The recent suicides of Kate Spade and Anthony Bourdain got me thinking about my attempt fifteen years ago and the struggles I still face.
People who don’t know me well don’t see the real me—the reeling me. Although I’m not actively suicidal, I must fight every day passive thoughts about wishing to die. Some days I’m so depressed I have to force myself to take a shower. Being with people hurts. Life is meaningless. I don’t matter and I’ll always be miserable, unable to work full-time.
Someone I hadn’t seen in years asked me recently if I ever thought about becoming a teacher. I’m well-spoken, she said, and full of interesting ideas. I told her she caught me on a good day.
“Check with me tomorrow morning,” I said. “You’ll see I’m a different person.”
Of course I’ve thought about becoming a teacher, but becoming a teacher feels impossible. I’m not confident enough to stand in front of a classroom. I’m not brave enough to make mistakes—mistakes I might learn from. I don’t believe in myself.
People of faith often talk about doing God’s work. They’re called to fulfill a higher purpose beyond themselves. I worry that my calling never came and never will. All I hear is my own voice, putting me down, on an endless loop.
There is a counter-argument. My writing—regardless of my mood—is a spiritual endeavor and writing about depression and suicide might save lives, including my own.
Filed under Life, Philosophy
Writing about my depression briefly relieves my pain. The moment I describe what I’m feeling, I no longer feel (as) depressed.
As we say, write or read a word—the second we “have it”—the word slips away along with its meaning. I write down “depression”; depression and its meaning(lessness) slip my mind, only to return.
A pessimist might argue that writing about depression is a symptom of my depression. I say that as long as I’m writing about something I’m not lying in bed all day in a bad brood.
There’s a rare condition called lexical-gustatory synesthesia in which people involuntarily experience food tastes when they hear, read or say a word.
I’m allergic to milk. A severe reaction can lead to anaphylactic shock, which isn’t fun.
If I were also allergic to words, would uttering “milk” make me swell-spoken?
In college I wrote a story about the time milk almost killed me in the fifth grade. People thought I was exaggerating my symptoms. I wasn’t.

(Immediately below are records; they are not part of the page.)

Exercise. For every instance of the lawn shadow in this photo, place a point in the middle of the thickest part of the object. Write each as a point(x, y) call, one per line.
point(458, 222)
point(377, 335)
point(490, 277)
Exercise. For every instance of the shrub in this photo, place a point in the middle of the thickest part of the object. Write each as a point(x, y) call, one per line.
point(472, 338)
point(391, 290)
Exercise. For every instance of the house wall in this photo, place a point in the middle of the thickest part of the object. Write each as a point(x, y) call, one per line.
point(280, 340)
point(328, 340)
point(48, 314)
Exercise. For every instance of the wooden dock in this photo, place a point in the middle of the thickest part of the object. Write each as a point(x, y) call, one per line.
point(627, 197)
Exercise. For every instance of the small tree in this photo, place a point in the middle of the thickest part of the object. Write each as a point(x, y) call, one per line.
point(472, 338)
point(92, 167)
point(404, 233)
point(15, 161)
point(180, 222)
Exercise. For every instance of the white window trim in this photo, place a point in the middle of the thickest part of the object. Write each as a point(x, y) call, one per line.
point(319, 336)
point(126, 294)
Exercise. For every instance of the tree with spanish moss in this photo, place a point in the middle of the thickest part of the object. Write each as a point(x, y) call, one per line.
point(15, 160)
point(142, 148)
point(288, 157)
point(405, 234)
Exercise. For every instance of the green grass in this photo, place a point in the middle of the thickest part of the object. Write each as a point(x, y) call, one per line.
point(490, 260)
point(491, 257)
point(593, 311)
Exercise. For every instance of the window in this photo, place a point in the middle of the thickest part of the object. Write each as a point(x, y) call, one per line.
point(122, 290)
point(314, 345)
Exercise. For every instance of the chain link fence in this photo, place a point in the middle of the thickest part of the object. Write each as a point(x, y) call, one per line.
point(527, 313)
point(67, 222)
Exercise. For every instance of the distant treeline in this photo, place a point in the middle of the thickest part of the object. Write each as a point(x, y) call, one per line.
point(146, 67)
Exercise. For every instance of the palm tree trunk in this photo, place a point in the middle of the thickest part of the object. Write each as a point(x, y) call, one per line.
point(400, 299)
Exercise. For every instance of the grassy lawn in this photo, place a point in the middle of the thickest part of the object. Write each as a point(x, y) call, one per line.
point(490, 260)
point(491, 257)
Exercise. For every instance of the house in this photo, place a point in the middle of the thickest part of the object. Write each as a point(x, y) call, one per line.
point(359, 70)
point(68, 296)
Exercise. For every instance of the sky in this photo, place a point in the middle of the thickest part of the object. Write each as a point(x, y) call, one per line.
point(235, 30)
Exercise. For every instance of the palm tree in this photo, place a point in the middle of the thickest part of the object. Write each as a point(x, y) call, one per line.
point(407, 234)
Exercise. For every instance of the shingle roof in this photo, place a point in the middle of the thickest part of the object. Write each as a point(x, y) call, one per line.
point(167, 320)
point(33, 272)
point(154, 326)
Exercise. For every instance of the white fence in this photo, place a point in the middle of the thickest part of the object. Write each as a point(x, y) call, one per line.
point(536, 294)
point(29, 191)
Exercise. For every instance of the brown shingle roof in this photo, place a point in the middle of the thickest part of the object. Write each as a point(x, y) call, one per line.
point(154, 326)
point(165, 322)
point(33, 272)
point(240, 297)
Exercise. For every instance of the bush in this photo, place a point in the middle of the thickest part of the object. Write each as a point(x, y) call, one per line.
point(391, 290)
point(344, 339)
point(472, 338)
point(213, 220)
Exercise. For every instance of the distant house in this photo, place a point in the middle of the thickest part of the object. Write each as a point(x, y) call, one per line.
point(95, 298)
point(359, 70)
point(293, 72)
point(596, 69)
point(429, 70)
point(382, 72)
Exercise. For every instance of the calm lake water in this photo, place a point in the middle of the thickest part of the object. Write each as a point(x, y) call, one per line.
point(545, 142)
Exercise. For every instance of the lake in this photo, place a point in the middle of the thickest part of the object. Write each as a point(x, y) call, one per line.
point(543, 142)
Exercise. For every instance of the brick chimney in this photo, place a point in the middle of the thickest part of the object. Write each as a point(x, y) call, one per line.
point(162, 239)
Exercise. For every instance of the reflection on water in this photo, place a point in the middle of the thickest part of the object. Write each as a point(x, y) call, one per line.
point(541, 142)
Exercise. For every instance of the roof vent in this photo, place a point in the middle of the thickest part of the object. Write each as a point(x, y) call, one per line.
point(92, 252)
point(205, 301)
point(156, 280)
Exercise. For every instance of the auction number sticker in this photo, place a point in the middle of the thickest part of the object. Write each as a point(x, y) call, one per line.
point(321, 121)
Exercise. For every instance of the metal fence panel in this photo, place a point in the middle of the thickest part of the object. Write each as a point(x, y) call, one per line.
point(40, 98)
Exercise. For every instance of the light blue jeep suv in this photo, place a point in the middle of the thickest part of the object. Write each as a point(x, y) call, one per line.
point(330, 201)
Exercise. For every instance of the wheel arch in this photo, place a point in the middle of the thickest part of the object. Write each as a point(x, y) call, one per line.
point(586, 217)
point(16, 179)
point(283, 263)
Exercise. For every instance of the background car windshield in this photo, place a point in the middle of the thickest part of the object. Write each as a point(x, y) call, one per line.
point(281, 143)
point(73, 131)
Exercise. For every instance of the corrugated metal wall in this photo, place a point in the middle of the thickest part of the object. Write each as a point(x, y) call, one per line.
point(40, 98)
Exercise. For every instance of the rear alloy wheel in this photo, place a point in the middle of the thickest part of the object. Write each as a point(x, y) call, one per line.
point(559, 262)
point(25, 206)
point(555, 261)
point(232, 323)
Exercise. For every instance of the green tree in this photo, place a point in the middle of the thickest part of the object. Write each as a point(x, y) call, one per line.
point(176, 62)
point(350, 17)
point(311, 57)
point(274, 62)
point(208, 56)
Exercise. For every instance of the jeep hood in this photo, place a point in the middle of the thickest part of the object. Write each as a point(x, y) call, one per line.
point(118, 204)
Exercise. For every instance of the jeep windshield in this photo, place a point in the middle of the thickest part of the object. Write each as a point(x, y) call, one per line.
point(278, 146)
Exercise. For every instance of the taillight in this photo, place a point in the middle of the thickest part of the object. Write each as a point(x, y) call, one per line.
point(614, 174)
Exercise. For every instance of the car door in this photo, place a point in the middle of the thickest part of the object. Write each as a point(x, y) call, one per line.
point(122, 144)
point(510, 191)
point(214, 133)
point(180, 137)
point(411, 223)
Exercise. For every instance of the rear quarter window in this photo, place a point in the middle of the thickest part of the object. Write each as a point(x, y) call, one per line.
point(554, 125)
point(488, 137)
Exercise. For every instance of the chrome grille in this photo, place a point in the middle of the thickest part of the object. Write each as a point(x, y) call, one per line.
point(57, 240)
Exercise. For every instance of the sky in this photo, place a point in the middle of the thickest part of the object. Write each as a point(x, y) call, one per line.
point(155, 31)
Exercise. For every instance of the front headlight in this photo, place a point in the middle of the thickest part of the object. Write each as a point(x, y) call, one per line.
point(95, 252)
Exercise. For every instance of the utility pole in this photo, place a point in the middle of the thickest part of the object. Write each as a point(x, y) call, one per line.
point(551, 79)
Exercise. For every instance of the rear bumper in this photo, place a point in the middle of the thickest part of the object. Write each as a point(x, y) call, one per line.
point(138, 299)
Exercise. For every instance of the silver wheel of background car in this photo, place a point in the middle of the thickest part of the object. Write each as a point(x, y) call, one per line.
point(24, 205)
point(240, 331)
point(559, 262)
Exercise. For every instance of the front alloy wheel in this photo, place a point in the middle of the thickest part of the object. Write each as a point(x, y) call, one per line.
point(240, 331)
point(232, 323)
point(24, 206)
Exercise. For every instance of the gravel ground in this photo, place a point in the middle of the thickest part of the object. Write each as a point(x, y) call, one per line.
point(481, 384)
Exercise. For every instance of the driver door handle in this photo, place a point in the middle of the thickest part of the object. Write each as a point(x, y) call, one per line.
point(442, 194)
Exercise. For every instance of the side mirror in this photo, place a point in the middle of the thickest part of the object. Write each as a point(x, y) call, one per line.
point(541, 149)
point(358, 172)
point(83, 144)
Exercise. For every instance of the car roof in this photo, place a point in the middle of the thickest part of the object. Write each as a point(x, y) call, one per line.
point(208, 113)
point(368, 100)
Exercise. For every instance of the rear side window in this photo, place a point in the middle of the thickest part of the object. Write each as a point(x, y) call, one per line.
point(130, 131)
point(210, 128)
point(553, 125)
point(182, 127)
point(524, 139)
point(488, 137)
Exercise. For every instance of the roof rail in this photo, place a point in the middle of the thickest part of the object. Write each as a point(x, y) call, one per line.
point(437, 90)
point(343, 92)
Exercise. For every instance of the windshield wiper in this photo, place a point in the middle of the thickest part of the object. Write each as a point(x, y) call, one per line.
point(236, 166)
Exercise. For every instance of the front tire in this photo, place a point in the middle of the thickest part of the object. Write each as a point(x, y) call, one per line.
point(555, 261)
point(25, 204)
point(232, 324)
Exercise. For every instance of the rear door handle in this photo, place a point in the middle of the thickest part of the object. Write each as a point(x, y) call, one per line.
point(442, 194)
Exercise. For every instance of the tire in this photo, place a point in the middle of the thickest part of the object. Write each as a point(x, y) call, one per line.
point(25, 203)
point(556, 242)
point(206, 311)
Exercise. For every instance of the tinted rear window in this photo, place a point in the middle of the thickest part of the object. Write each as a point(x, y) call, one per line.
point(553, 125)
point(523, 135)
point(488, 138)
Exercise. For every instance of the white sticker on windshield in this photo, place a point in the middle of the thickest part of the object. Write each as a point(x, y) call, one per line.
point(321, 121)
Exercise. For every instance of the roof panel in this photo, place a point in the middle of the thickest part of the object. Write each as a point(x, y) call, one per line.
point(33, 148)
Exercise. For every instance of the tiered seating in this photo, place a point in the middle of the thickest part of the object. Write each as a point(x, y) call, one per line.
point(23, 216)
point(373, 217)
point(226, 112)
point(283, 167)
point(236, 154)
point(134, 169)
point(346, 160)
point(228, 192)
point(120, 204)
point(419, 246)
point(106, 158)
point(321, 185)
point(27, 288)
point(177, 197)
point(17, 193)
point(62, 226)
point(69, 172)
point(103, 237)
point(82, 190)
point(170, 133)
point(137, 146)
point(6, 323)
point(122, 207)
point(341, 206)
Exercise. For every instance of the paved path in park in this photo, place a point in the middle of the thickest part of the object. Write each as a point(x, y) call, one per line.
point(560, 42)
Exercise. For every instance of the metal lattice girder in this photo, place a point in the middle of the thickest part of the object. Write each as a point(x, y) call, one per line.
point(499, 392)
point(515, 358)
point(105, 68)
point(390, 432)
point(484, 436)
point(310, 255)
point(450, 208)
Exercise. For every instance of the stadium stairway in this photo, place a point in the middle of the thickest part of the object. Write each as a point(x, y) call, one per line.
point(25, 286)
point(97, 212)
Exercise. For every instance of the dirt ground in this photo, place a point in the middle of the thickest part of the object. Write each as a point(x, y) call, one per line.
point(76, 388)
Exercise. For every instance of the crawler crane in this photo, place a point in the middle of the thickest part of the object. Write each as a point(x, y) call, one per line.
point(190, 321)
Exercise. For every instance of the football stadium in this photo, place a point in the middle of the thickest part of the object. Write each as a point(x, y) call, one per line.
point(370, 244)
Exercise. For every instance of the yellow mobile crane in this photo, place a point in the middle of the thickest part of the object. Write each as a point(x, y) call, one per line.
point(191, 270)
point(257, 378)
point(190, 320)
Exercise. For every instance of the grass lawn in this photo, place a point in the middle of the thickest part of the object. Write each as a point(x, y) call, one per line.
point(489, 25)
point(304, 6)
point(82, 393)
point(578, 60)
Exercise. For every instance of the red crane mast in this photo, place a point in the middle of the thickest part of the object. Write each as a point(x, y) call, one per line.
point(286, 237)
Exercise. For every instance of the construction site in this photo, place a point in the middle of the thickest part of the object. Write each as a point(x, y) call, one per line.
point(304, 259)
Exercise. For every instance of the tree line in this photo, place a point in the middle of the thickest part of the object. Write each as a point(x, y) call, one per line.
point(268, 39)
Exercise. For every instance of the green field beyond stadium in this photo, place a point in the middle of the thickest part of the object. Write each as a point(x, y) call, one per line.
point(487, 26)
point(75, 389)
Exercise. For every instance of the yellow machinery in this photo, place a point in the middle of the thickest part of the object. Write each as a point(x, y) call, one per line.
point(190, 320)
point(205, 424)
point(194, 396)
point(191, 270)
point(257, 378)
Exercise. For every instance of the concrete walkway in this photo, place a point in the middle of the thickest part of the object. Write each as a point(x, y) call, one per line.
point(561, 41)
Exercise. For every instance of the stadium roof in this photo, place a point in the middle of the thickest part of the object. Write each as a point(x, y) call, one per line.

If you must write, risk your life to write. Every sentence, in the end, is a death sentence.
If writing doesn’t make you sick to your stomach, you’re not doing it right.
Jean Baudrillard: “Cipher, don’t decipher.”
Translation: Keep to yourself. Keep something of yourself for yourself. Keep something of yourself from yourself. Commit silence.
How shall we write silence? How shall we write in silence? In what tone does silence not-write?
Knot-writing. Bound books. Unsafe words. Writing is seen as emotional release. It’s first and foremost a building of tension. Writing complicates. Writing frustrates.
If you must write a memoir, don’t spill your guts. Deflect reflection. Let sleeping Freudians lie.
Engage like a mistress in tease and denial. Put a hand over your mouth. Hand over your mouth. Muffle your dreams.
Looking to s(h)elf-publish? Write books nobody reads to be a better person. Be nobody yourself. Inspire readers to do nothing, to say no to being themselves for once. Give the floor to each reader’s No-Self. Write No-Self help books.
Against the (cash) flow of the free market, poetry is useless.
Poets practice idle worship.
A poem traffics in elicit non-sense, in that it asks for no response, checks for no pulse.
You can put a price on a poem, but it will never sell (out).
Ingeborg Bachmann: “I am writing with my burnt hand about the nature of fire.”
Some questions. Some thoughts.
Where is this fire? Perhaps you’re full of passion, to the point of pain. Should it read: “I am writing with my burnt hand about the nature of fire within me”?
“About the nature of fire.” Are you holding your hand to the fire? Is it hovering above the flames? Why don’t you remove it?
It sounds like you’re using your hand to write. Another way of seeing things: Is your hand writing all by itself? Are you writing alongside it? Is your body, minus your burnt hand, writing its own material?
Are you using your write-hand?
Words can contain fire—a fiery speech, inflammatory language—but words can’t contain a fire—can’t command a fire to stop burning. If we’re angry when we write, are we playing with ire?
When you wrote or spoke this line, were you aware, Ingeborg Bachmann, that a fire in your bedroom would contribute to your death in 1973 at the age of 47? Did you enjoy your last cigarette?